Dans un communiqué, l’association explique avoir agi pour mettre fin à ce qu’elle qualifie de « complaisance » et de « laxisme » de la part du gouvernement vis-à-vis des animaleries. L’objectif est d’obtenir des contrôles accrus et des sanctions sévères contre les établissements qui continuent de proposer ces animaux à la vente.

La Fondation pointe également du doigt le glissement de ce commerce vers internet. Elle appelle le ministère de l’Agriculture à bloquer toute forme de marchandisation en ligne, estimant que les animaleries poursuivent leurs activités illégales sans être inquiétées. L’association critique notamment l’utilisation de photos attendrissantes destinées à provoquer des achats impulsifs, au détriment de la réflexion nécessaire à l’acquisition d’un animal.

Des dérogations et des délais contestés

Le conflit porte spécifiquement sur des mesures adoptées en 2025 par le ministère de l’Agriculture. La Fondation accuse la ministre d’avoir offert un « passe-droit » aux commerçants en leur permettant de conserver des animaux dans leurs locaux en vue de la vente. Selon l’organisation, cette décision légitime un commerce en ligne encore plus irresponsable que la vente physique et contrevient à l’esprit de la loi.

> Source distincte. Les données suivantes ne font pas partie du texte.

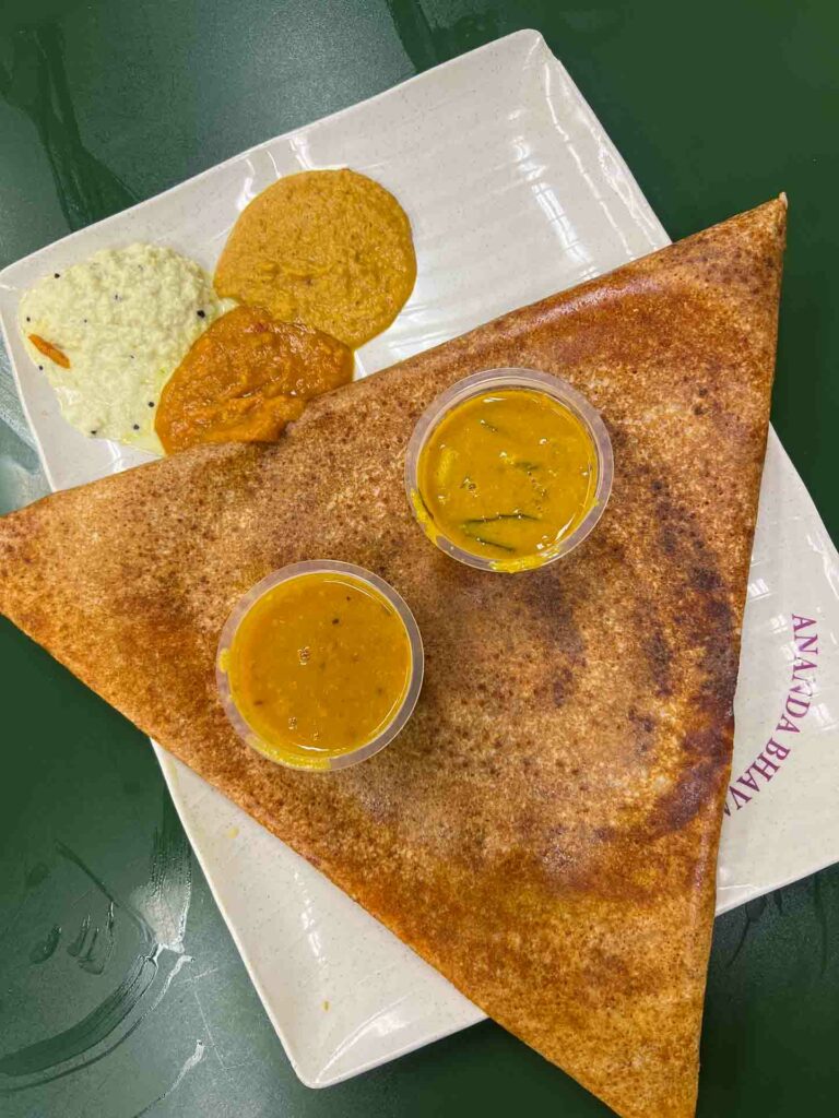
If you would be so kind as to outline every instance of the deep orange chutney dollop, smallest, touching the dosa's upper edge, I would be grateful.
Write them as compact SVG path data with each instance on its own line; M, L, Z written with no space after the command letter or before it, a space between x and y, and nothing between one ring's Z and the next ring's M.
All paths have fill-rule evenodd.
M163 388L154 429L167 454L198 443L270 443L305 401L352 379L352 351L253 306L223 314Z

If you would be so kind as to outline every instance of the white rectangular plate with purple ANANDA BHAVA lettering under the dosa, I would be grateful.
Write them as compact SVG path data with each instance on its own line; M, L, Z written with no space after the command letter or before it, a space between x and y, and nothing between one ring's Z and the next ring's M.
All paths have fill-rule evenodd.
M345 164L383 182L405 206L420 263L416 288L396 323L359 352L361 373L668 244L563 66L537 32L519 31L261 144L7 268L0 314L54 489L145 456L86 439L62 420L18 335L20 292L44 273L133 240L168 244L211 269L239 211L277 176ZM761 200L735 192L732 210ZM720 911L839 860L838 590L836 550L772 436L736 701L737 792L729 793L724 826ZM812 619L800 625L799 653L816 666L798 673L793 614ZM804 644L813 635L818 639ZM800 680L805 686L792 692L788 708L793 729L776 730ZM767 754L773 733L779 748ZM158 756L303 1082L338 1082L481 1020L444 978L289 847L166 752L158 749Z

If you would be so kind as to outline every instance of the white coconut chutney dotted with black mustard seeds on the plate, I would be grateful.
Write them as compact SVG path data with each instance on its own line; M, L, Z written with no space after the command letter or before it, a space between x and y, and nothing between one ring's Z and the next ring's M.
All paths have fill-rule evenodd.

Par ailleurs, la question du calendrier de mise en conformité suscite l’indignation des défenseurs des animaux. Lorène Jacquet, responsable campagnes et plaidoyer au sein de la Fondation, souligne qu’un nouveau délai d’un an et demi a été accordé aux animaleries. Initialement tenues de mettre leurs locaux aux normes sous six mois, elles pourraient désormais poursuivre les ventes jusqu’en juillet 2027 sans respecter les conditions de détention réglementaires.

Face à ces reports successifs, l’organisation réclame une application rigoureuse et immédiate de la loi contre la maltraitance animale adoptée en 2021.